Liquidator John Kukulovski is resisting an application for an order that his fees and expenses be reviewed after a court terminated the Deed of Company Arrangement (DoCA) he was appointed to administer and ordered that any winding up of Mt Hira Investments Pty Ltd be stayed.

Kukulovski was appointed voluntary administrator (VA) of Mt Hira on October 3 2018 and became deed administrator on February 7, 2019.

But following an application brought by his appointor – the company’s sole director – the Supreme Court of Victoria on March 6 ordered that the DoCA be terminated.

Kukulovski had consented to the order for termination and the court declined to make an alternative order that the DoCA be set aside ‘ab initio’ and that Kukulovski repay his remuneration and disbursements.

This means the remaining issue for Chan & Naylor’s national insolvency partner – apart from any argument over legal fees – is an application for a review of his fees and expenses during his time as VA and then deed administrator.

Reading the affidavits of Kukulovski and the plaintiff director, Ayla Sahin suggests this matter will boil down to who can best back up their version of events because they are in key areas contradictory.

The director claims Kukulovski assured her he could fix her problems without a formal insolvency appointment and that she wasn’t aware of what she was signing when she placed the company into VA.

Kukulovski rejects any such claims and his version of events is supported by an affidavit deposed by one of his clients who referred Sahin to Kukulovski.

Mt Hira owns multiple investment properties in various Melbourne suburbs but since the death of the former director in 2014 the current director and her nephew and niece – who are co-executors of the deceased’s will – have fallen out.
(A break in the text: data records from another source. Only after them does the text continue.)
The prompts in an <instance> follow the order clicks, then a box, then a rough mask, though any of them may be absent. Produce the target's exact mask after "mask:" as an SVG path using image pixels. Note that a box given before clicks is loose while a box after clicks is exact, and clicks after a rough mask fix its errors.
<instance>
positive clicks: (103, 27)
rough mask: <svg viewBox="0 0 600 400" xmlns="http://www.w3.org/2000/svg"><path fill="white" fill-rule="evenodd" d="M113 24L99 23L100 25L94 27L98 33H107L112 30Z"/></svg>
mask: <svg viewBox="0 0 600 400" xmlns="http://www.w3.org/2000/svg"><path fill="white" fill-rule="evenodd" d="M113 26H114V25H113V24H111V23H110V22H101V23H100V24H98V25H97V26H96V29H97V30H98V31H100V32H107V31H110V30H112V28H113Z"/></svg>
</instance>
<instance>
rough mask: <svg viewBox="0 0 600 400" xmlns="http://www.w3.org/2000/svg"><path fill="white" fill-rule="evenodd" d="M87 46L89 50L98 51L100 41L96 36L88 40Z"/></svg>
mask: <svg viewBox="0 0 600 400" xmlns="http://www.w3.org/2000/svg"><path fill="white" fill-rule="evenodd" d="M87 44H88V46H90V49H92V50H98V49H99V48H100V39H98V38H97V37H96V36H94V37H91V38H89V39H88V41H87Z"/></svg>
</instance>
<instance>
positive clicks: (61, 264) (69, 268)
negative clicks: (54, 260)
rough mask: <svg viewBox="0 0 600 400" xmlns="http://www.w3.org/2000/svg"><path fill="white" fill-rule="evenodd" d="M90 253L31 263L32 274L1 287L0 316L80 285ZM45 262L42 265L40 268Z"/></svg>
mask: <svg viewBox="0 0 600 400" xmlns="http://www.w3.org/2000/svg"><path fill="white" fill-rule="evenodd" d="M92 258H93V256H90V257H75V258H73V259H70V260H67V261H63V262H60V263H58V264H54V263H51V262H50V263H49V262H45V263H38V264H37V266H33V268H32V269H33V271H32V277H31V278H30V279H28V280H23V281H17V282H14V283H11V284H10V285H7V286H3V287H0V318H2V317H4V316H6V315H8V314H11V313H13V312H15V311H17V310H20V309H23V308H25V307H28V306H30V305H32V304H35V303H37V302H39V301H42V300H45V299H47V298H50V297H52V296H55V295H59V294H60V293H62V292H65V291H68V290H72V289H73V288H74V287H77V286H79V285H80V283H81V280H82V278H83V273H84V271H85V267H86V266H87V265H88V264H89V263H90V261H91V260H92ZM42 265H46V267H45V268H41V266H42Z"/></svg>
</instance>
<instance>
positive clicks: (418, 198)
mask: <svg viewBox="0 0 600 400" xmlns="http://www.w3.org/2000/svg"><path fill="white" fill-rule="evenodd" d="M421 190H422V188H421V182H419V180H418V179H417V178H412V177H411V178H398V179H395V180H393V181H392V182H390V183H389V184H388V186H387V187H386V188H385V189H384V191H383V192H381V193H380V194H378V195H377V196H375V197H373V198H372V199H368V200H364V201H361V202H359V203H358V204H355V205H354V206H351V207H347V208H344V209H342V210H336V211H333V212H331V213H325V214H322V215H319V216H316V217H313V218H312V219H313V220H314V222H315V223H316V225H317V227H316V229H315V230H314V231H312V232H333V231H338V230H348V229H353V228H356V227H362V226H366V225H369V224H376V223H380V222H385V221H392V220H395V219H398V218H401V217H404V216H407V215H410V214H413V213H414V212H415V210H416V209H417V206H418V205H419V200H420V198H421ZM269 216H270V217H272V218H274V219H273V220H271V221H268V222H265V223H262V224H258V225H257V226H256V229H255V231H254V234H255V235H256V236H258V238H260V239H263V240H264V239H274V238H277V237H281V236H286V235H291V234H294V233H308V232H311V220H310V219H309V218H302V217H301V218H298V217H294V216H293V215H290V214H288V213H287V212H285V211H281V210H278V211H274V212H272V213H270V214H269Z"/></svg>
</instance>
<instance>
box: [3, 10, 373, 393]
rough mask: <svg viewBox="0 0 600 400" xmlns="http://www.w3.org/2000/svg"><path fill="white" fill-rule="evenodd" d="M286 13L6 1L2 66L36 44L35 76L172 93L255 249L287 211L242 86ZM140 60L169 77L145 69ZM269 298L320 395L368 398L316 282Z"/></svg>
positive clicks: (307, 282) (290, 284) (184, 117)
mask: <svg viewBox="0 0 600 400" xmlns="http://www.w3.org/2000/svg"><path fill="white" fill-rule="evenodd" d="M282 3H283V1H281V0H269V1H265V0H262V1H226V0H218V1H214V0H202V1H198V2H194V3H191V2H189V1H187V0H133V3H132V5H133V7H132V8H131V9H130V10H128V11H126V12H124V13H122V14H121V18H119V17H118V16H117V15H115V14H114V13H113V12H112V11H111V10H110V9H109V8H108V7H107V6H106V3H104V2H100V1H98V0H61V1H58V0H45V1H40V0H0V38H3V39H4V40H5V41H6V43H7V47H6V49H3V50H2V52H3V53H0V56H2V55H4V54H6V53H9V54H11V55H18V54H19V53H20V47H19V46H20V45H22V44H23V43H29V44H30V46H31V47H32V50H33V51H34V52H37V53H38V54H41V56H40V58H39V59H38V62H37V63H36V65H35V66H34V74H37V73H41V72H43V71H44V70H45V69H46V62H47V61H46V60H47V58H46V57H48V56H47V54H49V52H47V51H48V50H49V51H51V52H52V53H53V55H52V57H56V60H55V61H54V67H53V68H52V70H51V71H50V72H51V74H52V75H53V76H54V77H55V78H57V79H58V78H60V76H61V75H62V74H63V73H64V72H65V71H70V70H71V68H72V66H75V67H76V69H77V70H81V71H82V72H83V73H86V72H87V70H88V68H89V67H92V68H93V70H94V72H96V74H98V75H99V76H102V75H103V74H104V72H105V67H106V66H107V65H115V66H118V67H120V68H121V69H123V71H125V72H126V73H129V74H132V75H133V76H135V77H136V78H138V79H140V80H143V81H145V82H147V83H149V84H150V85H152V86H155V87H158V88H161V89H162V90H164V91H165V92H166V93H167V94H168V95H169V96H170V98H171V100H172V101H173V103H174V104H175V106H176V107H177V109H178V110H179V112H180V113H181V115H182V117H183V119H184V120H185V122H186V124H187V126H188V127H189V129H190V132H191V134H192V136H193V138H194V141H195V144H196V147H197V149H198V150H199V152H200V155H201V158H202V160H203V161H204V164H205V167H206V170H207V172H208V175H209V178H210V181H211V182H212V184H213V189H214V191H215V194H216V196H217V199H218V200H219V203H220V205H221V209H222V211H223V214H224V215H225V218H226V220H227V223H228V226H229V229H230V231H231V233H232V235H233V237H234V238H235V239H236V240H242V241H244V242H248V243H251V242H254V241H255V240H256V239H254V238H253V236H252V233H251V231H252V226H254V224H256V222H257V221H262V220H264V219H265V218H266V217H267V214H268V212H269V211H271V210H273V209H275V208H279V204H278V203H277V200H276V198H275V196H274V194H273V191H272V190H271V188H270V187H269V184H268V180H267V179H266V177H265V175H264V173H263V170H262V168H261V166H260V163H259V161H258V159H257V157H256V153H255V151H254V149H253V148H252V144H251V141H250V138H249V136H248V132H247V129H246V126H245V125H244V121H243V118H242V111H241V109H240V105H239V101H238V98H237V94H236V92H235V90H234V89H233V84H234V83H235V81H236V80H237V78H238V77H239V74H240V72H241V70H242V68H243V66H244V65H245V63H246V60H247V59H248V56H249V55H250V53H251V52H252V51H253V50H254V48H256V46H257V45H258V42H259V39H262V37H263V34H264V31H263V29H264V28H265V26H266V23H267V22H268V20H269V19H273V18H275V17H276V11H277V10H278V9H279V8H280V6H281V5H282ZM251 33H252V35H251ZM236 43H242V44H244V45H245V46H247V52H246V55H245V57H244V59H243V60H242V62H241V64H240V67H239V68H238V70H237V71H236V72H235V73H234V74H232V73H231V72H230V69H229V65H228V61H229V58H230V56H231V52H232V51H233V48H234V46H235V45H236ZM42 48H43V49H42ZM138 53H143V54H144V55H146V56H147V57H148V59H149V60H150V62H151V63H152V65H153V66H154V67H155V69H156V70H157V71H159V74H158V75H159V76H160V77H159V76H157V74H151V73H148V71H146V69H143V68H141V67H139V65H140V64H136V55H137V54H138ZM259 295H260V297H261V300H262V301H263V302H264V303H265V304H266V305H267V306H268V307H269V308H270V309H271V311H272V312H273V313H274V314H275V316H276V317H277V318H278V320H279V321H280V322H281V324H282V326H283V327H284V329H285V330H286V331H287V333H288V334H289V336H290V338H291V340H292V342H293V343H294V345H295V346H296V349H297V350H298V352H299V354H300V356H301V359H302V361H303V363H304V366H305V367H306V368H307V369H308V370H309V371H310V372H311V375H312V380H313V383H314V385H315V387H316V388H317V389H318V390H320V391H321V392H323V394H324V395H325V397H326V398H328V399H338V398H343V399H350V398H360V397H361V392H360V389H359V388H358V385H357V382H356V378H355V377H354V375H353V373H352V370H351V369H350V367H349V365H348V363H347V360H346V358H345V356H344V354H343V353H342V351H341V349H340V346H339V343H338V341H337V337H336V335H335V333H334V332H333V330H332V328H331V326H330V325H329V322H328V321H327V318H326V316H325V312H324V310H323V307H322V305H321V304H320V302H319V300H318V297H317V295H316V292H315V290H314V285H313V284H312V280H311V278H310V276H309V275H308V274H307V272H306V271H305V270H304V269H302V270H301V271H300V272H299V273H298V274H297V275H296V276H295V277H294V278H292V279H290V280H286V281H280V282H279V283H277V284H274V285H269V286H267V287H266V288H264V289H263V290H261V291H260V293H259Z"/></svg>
The nephew and niece want their aunt removed as an executor and trustee of their late aunt’s estate and have placed caveats on all the properties.

The familial dispute led to the commencement of estate-style proceedings in 2015.

Complicating issues is that the sole director is also the guardian of the deceased’s young child, who is the beneficiary of the deceased’s shares in the company.

Sounds like there’s a lesson in this one.

The contest is scheduled to resume in court on April 4.